Software might get better
[Posted to Random Bytes on February 26, 2003 12:37 PM| Links to this post ]
Barry Parr over at MediaSavvy and I did some back and forth on application utility/useability v. aesthetic. This piece on Blogging with Radio and eVectors by the good folks over at Macromedia highlights how progress is being made slowly but surely on solving these and similar problems for application users.

This is an area that I've been bitching about for a while now. Looking back, I could have been far more productive with my complaints, but live and learn. For those of you that haven't been following the story, I was locked in a life and death content management struggle with Radio Userland for the longest time. I think the final score was something like Radio - 992, Me - 1...

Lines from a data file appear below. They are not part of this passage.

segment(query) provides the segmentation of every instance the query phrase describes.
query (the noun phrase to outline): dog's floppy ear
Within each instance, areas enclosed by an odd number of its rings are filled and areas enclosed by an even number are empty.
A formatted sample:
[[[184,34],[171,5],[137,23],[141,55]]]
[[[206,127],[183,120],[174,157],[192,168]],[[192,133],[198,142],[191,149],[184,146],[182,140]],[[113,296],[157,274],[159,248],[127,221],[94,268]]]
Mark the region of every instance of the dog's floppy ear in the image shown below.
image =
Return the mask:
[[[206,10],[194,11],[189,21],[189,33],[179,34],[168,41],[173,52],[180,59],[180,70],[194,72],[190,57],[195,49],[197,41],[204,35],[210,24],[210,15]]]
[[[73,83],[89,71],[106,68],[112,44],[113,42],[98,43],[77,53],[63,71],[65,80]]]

On a slightly related note, someone remarked to me yesterday that Radio was the least stable tool in their arsenal, but that its utility was so high that they were having a hard time dropping it for other tools. There are things that Radio is doing that other tools just aren't doing.

As an aside, I really believe that this is because Weiner and the gang view their tool as a web services manager and the other tool providers view their applications as content management system. It would be interesting to get their first-hand views on this.

Anyways, back to Radio's pro's and con's... The experience that this user has had with Radio brings a classic paradox into relief. A paradox that we have been suffering under for far too long - just good enough to ship is what sells at retail.

I really wish that a more customer-centric development practice had taken root.